This summer, I am fortunate enough to be interning with the American Civil Liberties Union (ACLU) of Illinois, located in downtown Chicago. This organization fights for justice surrounding human rights and constitutional issues; free speech, children’s rights, reproductive rights, racial justice, religious liberty, LGBT rights, criminal justice reform, immigration, women’s rights, rights of persons with HIV/AIDS, and death penalty abolition are a few examples of the many areas that the organization concentrates its energy upon through education, advocacy, legal aid, and legislative initiatives.
It is my goal this summer to learn more about the intricacies of a human-rights oriented non-profit organization, to become more educated about the many areas on which this organization focuses, to learn more about policy within an organization and how this is applied to their outward focuses, to learn more about legal processes and approaches, to obtain experience in a legal atmosphere to aid in my decisions about law school and what types of practices I might be interested in pursuing in my career, to strengthen my professional, administrative, and communication skills, and to forge new connections of both personal and professional natures.
I began my internship this week by learning the processes of handling many of the administration aspects of this non-profit organization.

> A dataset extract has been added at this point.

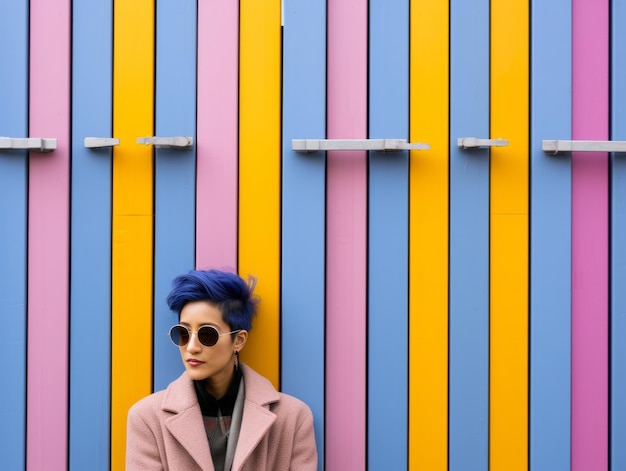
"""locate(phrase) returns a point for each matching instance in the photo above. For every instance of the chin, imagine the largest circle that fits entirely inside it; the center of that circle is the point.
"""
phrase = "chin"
(197, 375)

For the entire office of the ACLU of Illinois affiliate, there are two staff members that handle administration; therefore, each administrative staff member has an enormous amount of responsibility and endless tasks of importance. In this vein, I learned a great deal in a very short span of time, and was immediately utilized in the completion of tasks.
For general administration, I learned how to send mail, file and organize law library materials, receive shipments, copy, scan, and shred for the legal and administration departments, bank and donation protocol, and general office support. The completion of these tasks efficiently and correctly is imperative; however, there were further tasks that I learned that more completely indicated the importance of the administrative frontline of such an important organization.

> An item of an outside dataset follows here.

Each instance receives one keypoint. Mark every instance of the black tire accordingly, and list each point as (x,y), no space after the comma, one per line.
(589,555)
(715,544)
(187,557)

Intake is an incredibly important aspect of the ACLU’s work. It is how people contact the organization for help, and how the organization receives potential cases. The majority of all forms of intake come straight through the front desk. We receive handwritten and typed requests in the mail, we receive requests through email, we accept legal request forms from the ACLU website, we receive calls to the ACLU office requesting aid, and we occasionally (and mistakenly) receive in-person visits to the office with requests for help. All of these forms of intake requests are received directly at the front desk by the administrative staff, and now are received by me.
The correct processing of these requests, forwarding of these requests to the intake department and out-of-state affiliates, sending of responses and referrals to the requesters, and the gracious and empathetic yet firm dealing with intake requests via phone and in person are imperative in order to provide the most help to individuals, and to provide the organization with the information needed to deliberate on what cases to take. In addition to intake, the front desk also fields all emails and phone calls to the Illinois affiliate office. This includes interactions with reporters, journalists, affiliates, and clients, as well as protecting the staff members in the office from inappropriate direct-communication attempts. In addition, all email communication with the ACLU of Illinois is received and processed at the front desk, relying on the astute judgment of the administrative staff to process, forward, and respond accordingly.

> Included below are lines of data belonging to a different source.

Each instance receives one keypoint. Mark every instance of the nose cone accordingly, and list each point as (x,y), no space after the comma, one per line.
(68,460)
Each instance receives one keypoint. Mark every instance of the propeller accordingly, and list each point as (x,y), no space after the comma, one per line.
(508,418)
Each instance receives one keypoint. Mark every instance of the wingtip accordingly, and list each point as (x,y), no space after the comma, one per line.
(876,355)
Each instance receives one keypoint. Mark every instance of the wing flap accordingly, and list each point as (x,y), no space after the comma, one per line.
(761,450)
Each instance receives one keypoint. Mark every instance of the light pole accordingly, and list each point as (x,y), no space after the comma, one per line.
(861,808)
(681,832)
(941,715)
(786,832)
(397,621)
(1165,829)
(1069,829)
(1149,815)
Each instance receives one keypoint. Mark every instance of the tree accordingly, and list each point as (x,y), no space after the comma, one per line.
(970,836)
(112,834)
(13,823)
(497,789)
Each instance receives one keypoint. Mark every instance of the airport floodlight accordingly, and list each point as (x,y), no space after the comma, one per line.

While I have only experienced a week of work at the ACLU, I am already incredibly impressed by the scope of the work done by all, and the overall importance of the organization’s work on the micro and macro levels. I have learned, through the many tasks that have been taught and entrusted to me, the importance of the administrative department, and have experienced first-hand existing and working on the frontlines of the Illinois branch – often the first contact between individuals in need, and the nationwide organization that may help them.